David,
Thanks for your comments. Being new to Squeak (well have been playing with etoys for a while) and completely new to Smalltalk I do not think I feel confident to start coding in areas that are fairly deep down and could break things in a bad way...
But in case having a simple way of preventing two VMs running over the same image would be viewed as something useful and practical to implement, I may give it a try in the next month or so, so a few points. I am a not knowledgeble whan it comes to VMs, booting Squeak etc so the terms are fuzzy, misc error hadndling ignored: - If done outside the VM, these "lock checks" would have to happen very early in the start process.
- Squeak VM starts execution
- As early as possible, before any user interaction , and before anything like Services kick in (you are suggesting AutoStart>>startUp: is that correct), on the "main thread" (to prevent it from continuing while the work below is being done) - Check if "lock file" .MY_IMAGE_NAME-lock exists. ifTrue: [read timestamp1 from it. wait 20s. read timestamp2. Check timestamp1 = timestamp2 ifTrue: [lock must be left after crash, reuse lock file below, continue.] ifFalse: [ another Squeak VM process active, exit.] ] - Spawn new Thread (#forkAt:?) which will: - create new .MY_IMAGE_NAME-lock unless reused from above - if create failed, another Squeak VM squeazed in after initial check, exit. - every 5s write a new Timestamp into .MY_IMAGE_NAME-lock - On user exit: - remove .MY_IMAGE_NAME-lock (which part of Squeak would this be?)
There would be probably bigger picture things to consider. For example , do people currently run Squeak in a directory where they have access to modify files (image, changes) but have no privileges to create a lock file .. probably more things to consider.
Milan
On December 8, 2004 06:17 am, David T. Lewis wrote:
Milan,
Sorry, I misunderstood your post.
After re-reading your suggestion, I think that it is simple enough that you could give it a try yourself without even touching the VM :)

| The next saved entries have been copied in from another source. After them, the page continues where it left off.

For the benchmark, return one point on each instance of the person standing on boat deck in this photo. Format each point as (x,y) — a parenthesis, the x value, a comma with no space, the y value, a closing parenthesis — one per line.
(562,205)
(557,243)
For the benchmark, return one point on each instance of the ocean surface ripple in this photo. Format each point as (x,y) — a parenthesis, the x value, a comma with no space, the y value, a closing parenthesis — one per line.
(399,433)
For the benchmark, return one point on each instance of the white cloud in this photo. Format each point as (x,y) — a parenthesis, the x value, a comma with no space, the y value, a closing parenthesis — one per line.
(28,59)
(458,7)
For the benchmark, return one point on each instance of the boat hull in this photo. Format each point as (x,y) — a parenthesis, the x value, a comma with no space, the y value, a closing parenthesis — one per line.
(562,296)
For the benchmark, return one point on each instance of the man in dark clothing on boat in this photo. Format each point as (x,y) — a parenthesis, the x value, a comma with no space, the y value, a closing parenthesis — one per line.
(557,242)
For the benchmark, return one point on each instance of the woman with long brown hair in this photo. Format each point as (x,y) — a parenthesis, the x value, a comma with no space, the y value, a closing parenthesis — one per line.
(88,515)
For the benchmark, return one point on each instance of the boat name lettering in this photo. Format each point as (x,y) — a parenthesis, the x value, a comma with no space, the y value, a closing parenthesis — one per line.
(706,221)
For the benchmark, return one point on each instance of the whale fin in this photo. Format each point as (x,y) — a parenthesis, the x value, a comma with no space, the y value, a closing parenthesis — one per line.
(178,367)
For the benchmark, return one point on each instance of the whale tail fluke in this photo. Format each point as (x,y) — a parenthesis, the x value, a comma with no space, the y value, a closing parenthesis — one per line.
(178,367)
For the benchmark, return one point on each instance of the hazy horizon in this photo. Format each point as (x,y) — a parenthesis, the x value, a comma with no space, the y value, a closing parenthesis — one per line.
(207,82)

You could set up a "background process" in Squeak to handle your lock file (see method #forkAt:, and you could set up a check for the lock file when the Squeak restarts (see #startUp:resuming:).
Dave
On Tue, Dec 07, 2004 at 08:15:21AM -0500, Milan Zimmermann wrote:
On December 7, 2004 06:15 am, David T. Lewis wrote:
On Mon, Dec 06, 2004 at 07:21:20PM -0500, Milan Zimmermann wrote:
On December 6, 2004 03:48 pm, Tim Rowledge wrote:
"Aaron Gray" angray@beeb.net wrote:
<snip>
Actually, file locking can be done directly if you want to (for example, if you have loaded the OSProcess package, see UnixOSProcessAccessor>>lockFile: and friends).

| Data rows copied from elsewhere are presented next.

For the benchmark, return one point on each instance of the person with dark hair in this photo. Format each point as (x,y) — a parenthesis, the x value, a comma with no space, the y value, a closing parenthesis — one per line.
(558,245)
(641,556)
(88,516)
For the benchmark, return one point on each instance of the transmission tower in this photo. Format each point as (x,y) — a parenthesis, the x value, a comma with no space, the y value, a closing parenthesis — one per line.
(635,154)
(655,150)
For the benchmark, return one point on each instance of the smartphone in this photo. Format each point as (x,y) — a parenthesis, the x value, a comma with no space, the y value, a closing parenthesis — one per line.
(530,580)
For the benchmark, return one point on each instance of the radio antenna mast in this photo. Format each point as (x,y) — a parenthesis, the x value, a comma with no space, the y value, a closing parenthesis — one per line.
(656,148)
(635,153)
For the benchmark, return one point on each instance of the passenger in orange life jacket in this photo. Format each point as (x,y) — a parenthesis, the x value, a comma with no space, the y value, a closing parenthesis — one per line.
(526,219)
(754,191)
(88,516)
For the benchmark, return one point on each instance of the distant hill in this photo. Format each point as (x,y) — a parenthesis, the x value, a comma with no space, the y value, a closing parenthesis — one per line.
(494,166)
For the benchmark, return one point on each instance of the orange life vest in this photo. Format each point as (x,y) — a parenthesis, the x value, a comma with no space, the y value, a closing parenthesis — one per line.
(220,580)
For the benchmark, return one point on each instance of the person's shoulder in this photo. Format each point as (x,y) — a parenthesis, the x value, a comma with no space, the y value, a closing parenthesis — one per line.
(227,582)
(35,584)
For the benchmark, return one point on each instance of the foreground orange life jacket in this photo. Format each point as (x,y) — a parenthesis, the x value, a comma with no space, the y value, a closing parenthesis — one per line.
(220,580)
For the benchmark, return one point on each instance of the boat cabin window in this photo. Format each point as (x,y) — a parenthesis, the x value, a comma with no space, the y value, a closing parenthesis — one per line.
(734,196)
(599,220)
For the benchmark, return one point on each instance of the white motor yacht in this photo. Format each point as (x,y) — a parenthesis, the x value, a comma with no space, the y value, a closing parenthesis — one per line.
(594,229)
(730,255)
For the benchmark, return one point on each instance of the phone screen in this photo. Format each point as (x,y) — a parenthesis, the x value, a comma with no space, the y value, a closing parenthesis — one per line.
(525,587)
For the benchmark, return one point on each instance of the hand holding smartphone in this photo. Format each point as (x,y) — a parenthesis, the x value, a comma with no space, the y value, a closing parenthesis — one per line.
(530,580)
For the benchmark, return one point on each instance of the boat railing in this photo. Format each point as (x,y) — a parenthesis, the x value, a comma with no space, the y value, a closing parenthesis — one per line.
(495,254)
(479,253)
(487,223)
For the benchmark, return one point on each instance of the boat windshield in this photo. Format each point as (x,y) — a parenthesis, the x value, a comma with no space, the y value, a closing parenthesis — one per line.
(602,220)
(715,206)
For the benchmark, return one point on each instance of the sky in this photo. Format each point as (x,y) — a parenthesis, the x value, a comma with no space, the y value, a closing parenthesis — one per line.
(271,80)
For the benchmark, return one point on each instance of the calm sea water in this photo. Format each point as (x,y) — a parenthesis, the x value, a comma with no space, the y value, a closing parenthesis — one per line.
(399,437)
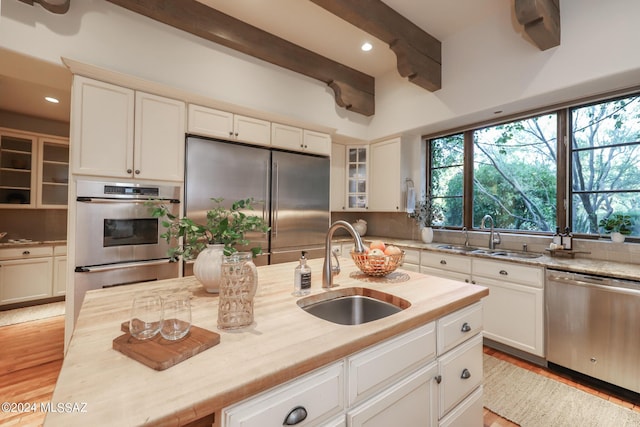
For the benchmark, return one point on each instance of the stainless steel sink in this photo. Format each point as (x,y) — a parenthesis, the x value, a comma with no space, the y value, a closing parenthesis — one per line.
(352,306)
(457,248)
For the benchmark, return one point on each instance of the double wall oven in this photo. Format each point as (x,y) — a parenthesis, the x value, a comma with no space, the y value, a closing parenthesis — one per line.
(117,240)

But stop for a moment and think about what it would mean for two independent Squeak images to be writing to the same changes file.

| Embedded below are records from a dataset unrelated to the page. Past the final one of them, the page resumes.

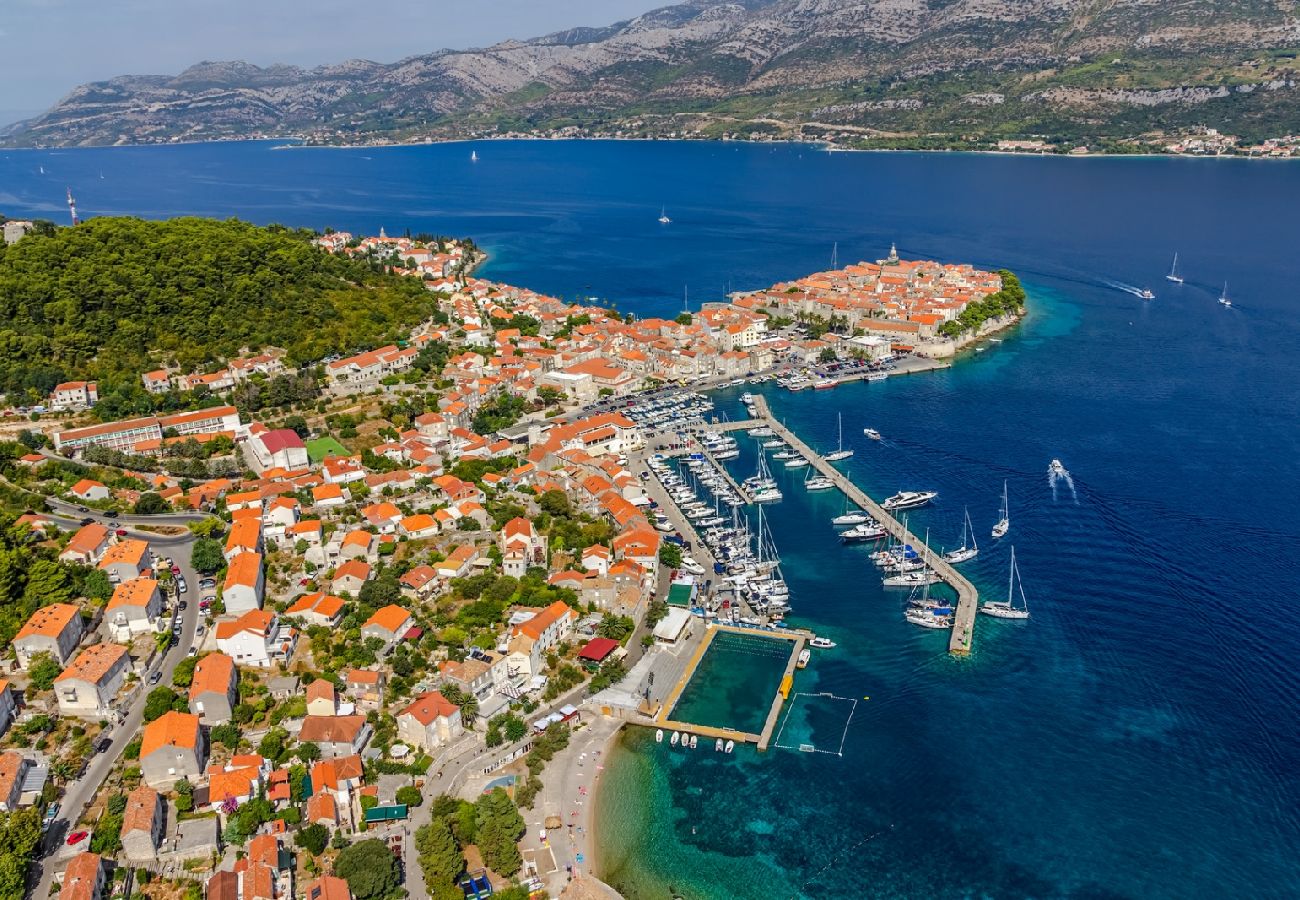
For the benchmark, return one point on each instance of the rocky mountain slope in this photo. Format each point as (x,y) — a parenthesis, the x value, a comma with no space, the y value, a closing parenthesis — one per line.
(895,72)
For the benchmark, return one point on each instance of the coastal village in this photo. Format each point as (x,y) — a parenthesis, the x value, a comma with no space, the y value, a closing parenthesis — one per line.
(403,609)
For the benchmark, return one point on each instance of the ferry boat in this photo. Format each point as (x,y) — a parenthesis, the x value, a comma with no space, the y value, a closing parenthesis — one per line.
(909,500)
(1008,609)
(850,518)
(1173,272)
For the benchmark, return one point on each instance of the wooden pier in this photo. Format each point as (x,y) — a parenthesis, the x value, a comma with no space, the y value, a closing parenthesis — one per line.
(967,597)
(763,739)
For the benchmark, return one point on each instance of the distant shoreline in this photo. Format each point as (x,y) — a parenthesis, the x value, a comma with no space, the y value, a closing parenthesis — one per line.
(818,145)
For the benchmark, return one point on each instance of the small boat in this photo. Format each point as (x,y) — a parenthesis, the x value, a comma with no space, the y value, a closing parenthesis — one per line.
(840,453)
(909,500)
(1004,524)
(965,552)
(1008,609)
(1173,272)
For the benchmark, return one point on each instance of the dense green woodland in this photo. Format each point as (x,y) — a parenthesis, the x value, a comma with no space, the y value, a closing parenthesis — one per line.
(94,301)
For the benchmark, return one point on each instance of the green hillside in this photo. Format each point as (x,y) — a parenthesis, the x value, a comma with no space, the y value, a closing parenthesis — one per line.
(112,298)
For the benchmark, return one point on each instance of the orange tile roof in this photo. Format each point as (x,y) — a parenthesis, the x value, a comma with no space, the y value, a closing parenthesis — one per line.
(215,674)
(94,663)
(48,621)
(170,730)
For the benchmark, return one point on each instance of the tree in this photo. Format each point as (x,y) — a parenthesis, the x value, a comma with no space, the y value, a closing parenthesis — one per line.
(163,700)
(369,869)
(43,671)
(150,503)
(207,555)
(441,859)
(499,829)
(313,839)
(670,554)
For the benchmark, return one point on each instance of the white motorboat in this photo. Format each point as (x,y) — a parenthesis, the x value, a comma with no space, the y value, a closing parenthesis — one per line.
(966,552)
(1008,609)
(867,531)
(909,500)
(1004,524)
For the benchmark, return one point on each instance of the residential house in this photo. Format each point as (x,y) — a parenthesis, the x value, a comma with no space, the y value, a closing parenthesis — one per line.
(55,630)
(389,624)
(89,686)
(172,748)
(213,689)
(87,545)
(432,721)
(256,639)
(336,735)
(243,587)
(142,825)
(134,609)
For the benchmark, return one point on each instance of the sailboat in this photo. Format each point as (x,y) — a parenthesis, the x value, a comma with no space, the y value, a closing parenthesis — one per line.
(1004,524)
(965,552)
(840,453)
(1008,609)
(1173,272)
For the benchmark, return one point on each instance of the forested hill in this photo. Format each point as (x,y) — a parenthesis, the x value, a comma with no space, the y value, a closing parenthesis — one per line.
(112,298)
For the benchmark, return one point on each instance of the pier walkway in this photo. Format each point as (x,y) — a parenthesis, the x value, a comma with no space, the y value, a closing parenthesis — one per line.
(967,597)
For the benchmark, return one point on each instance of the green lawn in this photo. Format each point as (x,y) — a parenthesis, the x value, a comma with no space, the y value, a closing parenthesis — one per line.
(325,446)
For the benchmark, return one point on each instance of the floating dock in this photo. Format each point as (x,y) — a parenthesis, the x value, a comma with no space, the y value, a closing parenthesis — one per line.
(797,640)
(967,597)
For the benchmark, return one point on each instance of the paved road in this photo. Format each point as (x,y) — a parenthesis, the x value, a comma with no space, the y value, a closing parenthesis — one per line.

David, I did not mean to suggest two Squeak VMs write into the same changes file, but the opposite -
suggest a simple mechanism that would prevent a second Squeak process from starting, when there is already another VM process running using the same image+changes.
This was described in the second part that was sniped. I believe this is how this thread started (someone running two VM processes on the same image). I believe anything like that can only be done from the VM, to make sure the second VM exits before the changes file is even read. In any case, I don't know anything about how Squeak VM works so should leave this to experts.
Thanks Milan
I'm actually not 100% certain that it can't be made to work, but it sounds a bit shakey.